Initial release: March 1996
XV is an alternate file extension for the VIFF (Visualization Image File Format) developed by Khoral Research as part of the Khoros scientific image processing environment, which originated at the University of New Mexico around 1990. The .xv extension and the .viff extension refer to the same underlying format — a container with a 1024-byte header encoding image dimensions, data type (from single-bit to double-precision float and complex numbers), color space, band count, and optional spatial location metadata, followed by color map data and pixel values. The XV extension became common on systems where Khoros was installed alongside other X Window System tools, and in some research communities .xv was preferred over .viff as a shorter alternative. Khoros itself was a pioneering visual programming system where scientists assembled image processing pipelines by wiring together processing nodes in a graphical canvas — an approach that predated and influenced similar environments in MATLAB, LabVIEW, and commercial remote sensing packages. One advantage of the VIFF/XV format is its ability to store data at scientific precision levels — floating-point and complex number pixel values preserve measurement accuracy that would be lost in photographic formats limited to 8-bit or 16-bit integers, making it valuable for spectral analysis, computational physics output, and satellite imagery. The multi-band architecture provides another strength, allowing a single file to hold dozens of spectral channels from multispectral or hyperspectral sensors without splitting data across multiple files. XV files are supported by ImageMagick and can be converted to modern image formats for visualization or publication.
Developer: Khoral Research
Initial release: 1990

Frequently Asked Questions

Why convert PDB to XV?

XV offers visualization toolkit format — converting from the legacy PDB format gives your content modern compatibility.
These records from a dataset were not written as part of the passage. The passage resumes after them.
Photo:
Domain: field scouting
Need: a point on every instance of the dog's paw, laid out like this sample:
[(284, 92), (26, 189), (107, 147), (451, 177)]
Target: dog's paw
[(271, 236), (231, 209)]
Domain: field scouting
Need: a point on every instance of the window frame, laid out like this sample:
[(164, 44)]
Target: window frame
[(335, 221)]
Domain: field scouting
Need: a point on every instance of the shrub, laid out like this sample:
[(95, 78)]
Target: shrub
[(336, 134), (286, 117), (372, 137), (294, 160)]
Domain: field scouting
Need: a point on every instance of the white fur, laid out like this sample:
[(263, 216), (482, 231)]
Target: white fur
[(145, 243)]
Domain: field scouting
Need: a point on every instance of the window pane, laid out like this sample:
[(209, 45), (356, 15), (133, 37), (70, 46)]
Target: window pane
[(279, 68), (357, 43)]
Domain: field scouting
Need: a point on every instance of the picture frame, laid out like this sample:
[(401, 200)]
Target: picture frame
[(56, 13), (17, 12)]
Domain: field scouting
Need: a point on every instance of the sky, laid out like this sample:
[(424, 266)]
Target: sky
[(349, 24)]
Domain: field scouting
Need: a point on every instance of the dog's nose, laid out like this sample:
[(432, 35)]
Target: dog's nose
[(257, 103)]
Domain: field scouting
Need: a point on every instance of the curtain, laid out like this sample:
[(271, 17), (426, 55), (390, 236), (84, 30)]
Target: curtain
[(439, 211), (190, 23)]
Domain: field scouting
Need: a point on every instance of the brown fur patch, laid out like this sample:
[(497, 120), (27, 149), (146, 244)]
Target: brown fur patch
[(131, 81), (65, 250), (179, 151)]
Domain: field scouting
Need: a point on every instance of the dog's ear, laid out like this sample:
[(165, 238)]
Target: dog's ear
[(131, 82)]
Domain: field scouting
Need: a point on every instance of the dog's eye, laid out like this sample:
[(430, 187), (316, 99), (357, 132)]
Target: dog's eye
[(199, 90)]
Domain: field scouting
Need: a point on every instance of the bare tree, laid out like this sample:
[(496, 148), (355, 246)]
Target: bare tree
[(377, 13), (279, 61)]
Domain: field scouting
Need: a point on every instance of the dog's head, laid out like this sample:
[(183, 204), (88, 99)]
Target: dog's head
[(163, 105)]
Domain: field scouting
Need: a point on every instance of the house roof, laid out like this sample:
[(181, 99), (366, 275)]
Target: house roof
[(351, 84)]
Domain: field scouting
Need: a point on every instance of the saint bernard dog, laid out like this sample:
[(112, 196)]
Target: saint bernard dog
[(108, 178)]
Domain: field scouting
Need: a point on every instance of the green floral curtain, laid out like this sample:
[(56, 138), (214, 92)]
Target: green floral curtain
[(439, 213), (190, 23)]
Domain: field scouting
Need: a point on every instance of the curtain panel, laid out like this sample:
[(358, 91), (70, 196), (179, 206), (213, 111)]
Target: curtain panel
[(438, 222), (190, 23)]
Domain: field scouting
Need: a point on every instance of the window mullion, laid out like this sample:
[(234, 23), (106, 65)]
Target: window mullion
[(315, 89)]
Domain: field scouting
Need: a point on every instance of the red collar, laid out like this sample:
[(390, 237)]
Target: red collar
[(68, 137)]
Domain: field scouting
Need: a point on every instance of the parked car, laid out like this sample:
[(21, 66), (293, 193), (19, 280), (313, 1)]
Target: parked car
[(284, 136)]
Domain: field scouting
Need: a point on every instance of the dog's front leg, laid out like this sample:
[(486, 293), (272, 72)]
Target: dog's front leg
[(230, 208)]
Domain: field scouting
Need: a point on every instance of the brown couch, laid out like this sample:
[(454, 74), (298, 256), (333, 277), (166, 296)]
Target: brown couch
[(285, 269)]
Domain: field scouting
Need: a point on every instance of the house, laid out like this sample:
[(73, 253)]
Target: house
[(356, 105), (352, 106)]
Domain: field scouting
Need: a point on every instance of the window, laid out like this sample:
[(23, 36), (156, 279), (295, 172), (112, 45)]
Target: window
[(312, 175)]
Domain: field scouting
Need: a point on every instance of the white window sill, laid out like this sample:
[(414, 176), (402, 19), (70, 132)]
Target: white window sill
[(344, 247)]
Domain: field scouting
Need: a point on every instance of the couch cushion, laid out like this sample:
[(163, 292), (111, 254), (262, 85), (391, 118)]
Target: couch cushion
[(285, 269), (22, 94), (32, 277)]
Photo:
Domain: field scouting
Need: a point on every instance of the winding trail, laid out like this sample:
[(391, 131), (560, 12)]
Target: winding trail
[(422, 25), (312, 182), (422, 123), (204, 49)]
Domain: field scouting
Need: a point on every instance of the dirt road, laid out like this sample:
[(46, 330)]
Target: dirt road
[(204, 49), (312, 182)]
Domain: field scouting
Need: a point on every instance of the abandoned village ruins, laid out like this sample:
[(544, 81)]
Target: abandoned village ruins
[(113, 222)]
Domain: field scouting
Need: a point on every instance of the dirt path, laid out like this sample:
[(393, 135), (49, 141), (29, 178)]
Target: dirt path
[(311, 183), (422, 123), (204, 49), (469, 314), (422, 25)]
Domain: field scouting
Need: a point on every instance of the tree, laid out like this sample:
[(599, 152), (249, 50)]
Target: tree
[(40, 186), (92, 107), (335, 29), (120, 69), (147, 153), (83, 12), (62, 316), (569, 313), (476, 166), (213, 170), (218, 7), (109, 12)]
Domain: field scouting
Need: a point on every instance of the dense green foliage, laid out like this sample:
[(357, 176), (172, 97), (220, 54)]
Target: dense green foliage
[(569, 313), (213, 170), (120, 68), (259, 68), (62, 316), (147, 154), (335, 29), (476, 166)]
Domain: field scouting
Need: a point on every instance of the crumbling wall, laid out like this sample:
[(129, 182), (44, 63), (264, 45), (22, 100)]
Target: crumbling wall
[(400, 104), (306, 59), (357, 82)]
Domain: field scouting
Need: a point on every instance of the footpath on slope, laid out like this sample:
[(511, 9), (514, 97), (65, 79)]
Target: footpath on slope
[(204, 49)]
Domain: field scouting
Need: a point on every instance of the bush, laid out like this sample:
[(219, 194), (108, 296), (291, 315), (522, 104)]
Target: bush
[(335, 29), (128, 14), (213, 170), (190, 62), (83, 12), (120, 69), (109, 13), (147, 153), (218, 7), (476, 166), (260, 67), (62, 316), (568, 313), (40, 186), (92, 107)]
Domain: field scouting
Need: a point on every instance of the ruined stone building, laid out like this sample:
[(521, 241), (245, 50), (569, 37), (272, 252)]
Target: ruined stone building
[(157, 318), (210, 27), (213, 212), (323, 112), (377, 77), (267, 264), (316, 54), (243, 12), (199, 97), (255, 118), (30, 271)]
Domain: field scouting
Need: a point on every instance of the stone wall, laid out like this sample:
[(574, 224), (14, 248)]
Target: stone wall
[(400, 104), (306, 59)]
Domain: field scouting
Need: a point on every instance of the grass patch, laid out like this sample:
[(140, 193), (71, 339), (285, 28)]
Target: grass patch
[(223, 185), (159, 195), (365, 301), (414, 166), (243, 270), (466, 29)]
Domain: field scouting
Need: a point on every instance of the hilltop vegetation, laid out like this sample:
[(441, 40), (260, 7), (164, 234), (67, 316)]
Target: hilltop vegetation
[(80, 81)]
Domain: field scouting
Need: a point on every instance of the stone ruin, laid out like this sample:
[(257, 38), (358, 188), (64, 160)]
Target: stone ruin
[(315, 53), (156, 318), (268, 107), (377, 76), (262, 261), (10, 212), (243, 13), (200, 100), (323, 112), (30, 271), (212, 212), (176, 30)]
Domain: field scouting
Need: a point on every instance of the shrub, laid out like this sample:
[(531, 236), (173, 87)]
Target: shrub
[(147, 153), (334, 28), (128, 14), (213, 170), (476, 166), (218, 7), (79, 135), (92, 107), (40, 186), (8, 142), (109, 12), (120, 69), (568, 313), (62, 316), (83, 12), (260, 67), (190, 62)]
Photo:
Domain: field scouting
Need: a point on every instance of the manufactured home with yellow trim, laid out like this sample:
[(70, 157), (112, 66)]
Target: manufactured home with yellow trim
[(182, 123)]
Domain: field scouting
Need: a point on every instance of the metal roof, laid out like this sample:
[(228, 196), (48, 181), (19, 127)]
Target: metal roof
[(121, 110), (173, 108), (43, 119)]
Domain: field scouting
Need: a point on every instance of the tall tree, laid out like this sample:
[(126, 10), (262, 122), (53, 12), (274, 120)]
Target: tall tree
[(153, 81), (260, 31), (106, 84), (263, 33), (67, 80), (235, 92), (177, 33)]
What programs open XV files?

Use Khoros/VisiQuest, ImageMagick to view XV files. The format is well-supported across desktop and mobile platforms.

Do I need to create an account to convert?

No account is needed for standard conversions. Just upload your PDB file, pick XV, and download the result.

Does the converter work on mobile devices?

Yes — the PDB to XV converter is fully browser-based and works on phones, tablets, and desktop computers equally well.

Will image dimensions change during conversion?

No — the converter keeps the same image size. Dimensions only change if you explicitly set resize options.

Is the conversion process secure?

Security is built in — source PDB files and converted XV outputs are automatically removed from servers after processing.